Some of his classmates asked him if he’d ever killed anyone in combat.

“It’s surprising how many people think it’s OK to ask if you’ve taken someone’s life,” said Martin, co-founder and former director of the Kentucky Center for Veterans Studies at Eastern Kentucky University. “War isn’t a thing veterans want more of. Almost universally, veterans think it’s terrible. Somehow that gets mistranslated.”

Dismantling stereotypes about veterans and bringing nuance and agency to their history and experiences is what motivated Martin to help launch the emerging academic field of veterans’ studies more than a decade ago.

It’s now gaining traction as an academic discipline at a time when colleges and universities are increasingly turning their recruitment efforts toward veterans of the armed services amid a declining population of traditional-age college students. Arizona State University is the latest institution to invest in expanding the field; it created a veterans’ studies certificate program in 2020, which quickly attracted students, and it is scheduled to launch a bachelor’s degree program in applied military and veterans’ studies when the spring semester starts next week.

According to data from Ithaka S+R, a higher education research group, 610,009 veterans used their GI Bill benefits to pay for college in 2021, the most recent year for which data are available.

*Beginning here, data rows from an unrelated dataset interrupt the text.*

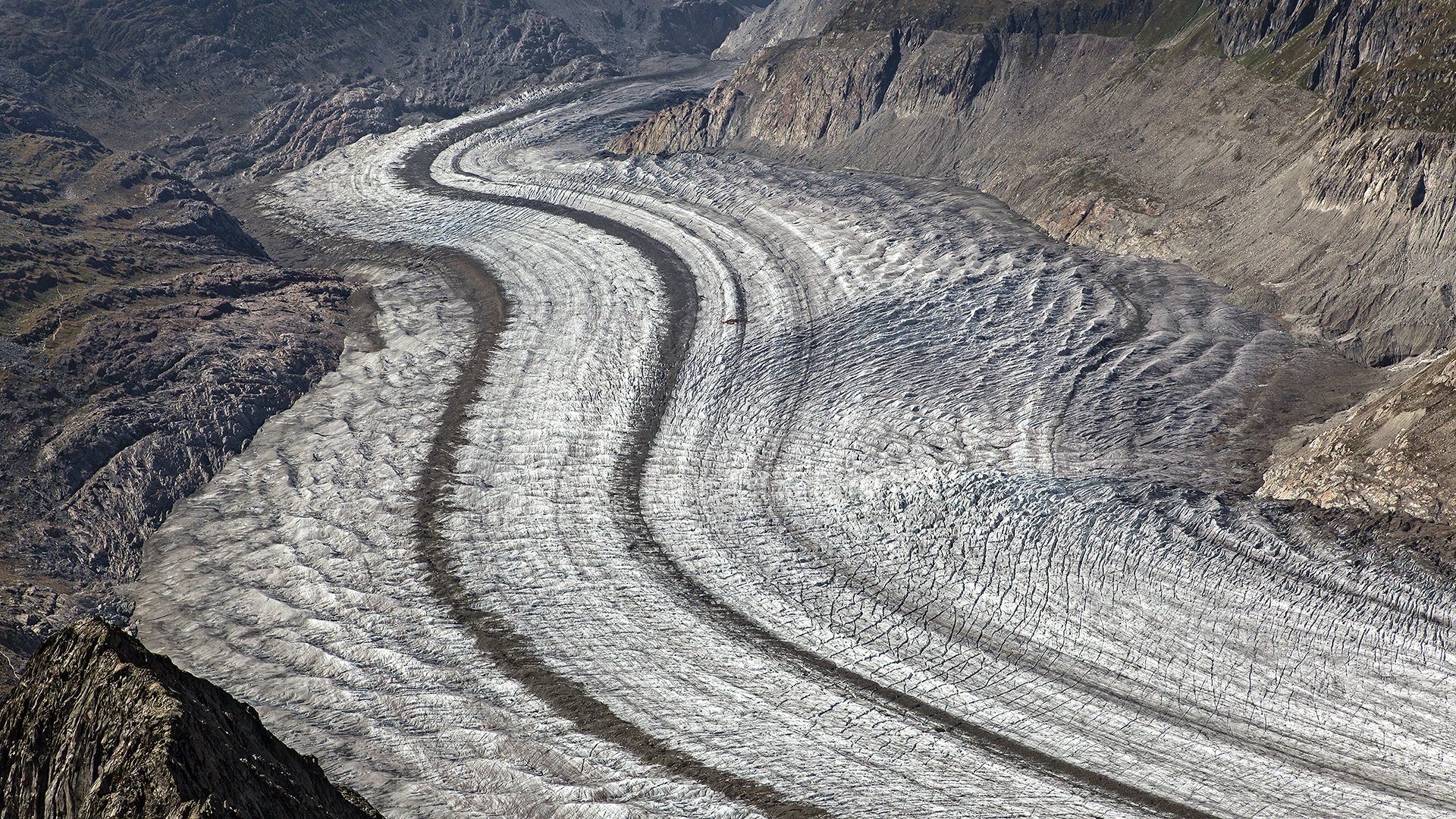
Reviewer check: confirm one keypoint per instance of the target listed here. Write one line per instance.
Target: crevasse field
(783, 493)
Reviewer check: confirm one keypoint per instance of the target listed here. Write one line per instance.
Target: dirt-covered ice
(916, 513)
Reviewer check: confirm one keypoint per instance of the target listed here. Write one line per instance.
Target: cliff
(145, 337)
(1299, 155)
(234, 93)
(99, 727)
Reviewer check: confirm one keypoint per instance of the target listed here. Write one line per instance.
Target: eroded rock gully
(1235, 139)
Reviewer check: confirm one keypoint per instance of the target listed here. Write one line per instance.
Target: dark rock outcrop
(226, 93)
(1142, 139)
(145, 337)
(1299, 153)
(99, 727)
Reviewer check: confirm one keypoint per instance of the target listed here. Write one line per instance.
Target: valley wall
(1299, 156)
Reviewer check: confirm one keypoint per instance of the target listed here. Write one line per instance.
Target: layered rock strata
(1299, 155)
(1155, 142)
(99, 727)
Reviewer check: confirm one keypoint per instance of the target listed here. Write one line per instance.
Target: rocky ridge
(1299, 155)
(235, 93)
(143, 338)
(99, 727)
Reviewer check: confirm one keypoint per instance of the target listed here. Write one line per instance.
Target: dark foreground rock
(99, 727)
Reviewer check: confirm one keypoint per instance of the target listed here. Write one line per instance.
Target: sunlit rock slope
(705, 485)
(143, 340)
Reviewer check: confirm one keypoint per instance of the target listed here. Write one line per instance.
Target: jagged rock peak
(99, 727)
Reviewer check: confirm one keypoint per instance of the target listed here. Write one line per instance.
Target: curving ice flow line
(783, 493)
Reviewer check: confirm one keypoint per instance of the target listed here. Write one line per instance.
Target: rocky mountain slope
(229, 93)
(143, 338)
(1299, 155)
(101, 727)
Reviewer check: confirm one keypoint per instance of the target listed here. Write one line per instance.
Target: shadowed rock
(102, 727)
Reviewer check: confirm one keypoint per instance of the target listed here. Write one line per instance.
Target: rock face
(232, 93)
(1392, 453)
(1301, 155)
(145, 337)
(99, 727)
(1184, 136)
(780, 22)
(242, 89)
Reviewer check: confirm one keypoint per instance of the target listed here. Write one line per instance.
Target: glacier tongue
(916, 512)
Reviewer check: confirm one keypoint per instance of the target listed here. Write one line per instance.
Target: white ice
(929, 523)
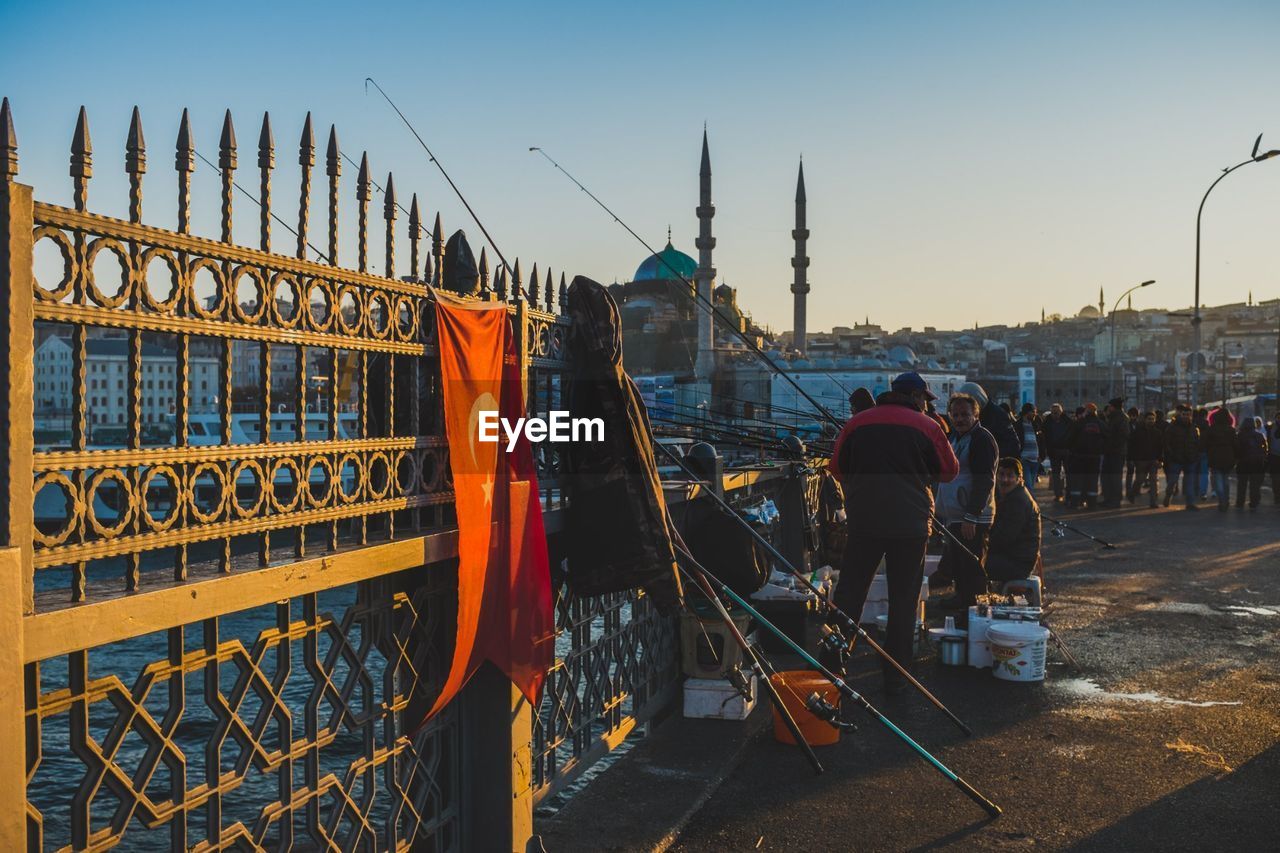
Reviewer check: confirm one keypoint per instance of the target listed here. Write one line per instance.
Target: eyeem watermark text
(557, 428)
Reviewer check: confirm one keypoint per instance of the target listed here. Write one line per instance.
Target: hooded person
(1088, 445)
(886, 459)
(617, 532)
(1146, 447)
(460, 274)
(1015, 536)
(1056, 432)
(967, 505)
(1182, 456)
(1251, 463)
(1220, 448)
(996, 420)
(860, 400)
(1114, 454)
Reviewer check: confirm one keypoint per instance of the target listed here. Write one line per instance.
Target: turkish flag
(504, 592)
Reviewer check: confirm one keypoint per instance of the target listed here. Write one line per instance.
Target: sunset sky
(964, 162)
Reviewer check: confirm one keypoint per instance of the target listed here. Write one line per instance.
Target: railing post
(498, 726)
(17, 379)
(13, 728)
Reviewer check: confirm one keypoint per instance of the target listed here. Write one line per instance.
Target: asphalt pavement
(1168, 738)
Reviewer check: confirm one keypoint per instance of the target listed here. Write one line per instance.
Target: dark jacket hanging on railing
(617, 533)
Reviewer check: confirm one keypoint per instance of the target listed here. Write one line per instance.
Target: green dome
(659, 267)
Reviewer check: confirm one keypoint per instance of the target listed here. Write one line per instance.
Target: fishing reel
(827, 712)
(833, 641)
(737, 679)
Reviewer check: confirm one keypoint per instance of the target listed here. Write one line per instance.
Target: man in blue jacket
(886, 460)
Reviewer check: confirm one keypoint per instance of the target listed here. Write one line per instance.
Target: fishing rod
(702, 301)
(1063, 525)
(259, 203)
(850, 624)
(757, 425)
(819, 706)
(453, 186)
(758, 664)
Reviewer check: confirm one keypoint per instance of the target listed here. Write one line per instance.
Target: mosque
(689, 364)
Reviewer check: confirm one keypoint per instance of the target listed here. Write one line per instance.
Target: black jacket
(1220, 445)
(1004, 429)
(1015, 534)
(1088, 436)
(1146, 443)
(1118, 433)
(1057, 436)
(886, 457)
(1182, 443)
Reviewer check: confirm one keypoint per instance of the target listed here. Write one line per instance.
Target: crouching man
(1013, 547)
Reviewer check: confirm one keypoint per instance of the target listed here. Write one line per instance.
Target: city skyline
(961, 165)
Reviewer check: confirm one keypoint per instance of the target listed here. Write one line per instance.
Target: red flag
(504, 592)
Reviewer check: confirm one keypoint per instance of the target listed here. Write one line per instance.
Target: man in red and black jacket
(887, 457)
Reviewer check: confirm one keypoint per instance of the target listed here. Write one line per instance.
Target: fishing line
(259, 203)
(698, 297)
(453, 186)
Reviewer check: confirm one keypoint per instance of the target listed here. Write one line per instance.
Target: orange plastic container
(795, 687)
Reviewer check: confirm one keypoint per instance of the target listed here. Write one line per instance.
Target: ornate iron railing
(232, 550)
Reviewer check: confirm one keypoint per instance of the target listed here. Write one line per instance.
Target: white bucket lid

Many of those student veterans, however, have different perspectives than typical 18-year-olds. This was true for Martin, whose wartime experiences left him with a “mixed bag of skills and scars.” While military life taught him organization and discipline—two skills that translate to academic success—it also earned him a diagnosis of post-traumatic stress disorder and other medical issues that made for a difficult transition from soldier to college student.

But he got help healing those scars, graduated with a bachelor’s degree and went on to graduate school. Through his work in veterans’ studies, Martin likes to remind others that although PTSD is commonly associated with veterans, it’s not as prevalent as popular culture suggests—just 7 percent of veterans will have PTSD in their lifetime, according to the U.S. Department of Veterans Affairs.

While in graduate school, Martin got a job teaching a college orientation course for student veterans, and many of them shared similar challenges adjusting to college life and battling preconceived notions about their experiences.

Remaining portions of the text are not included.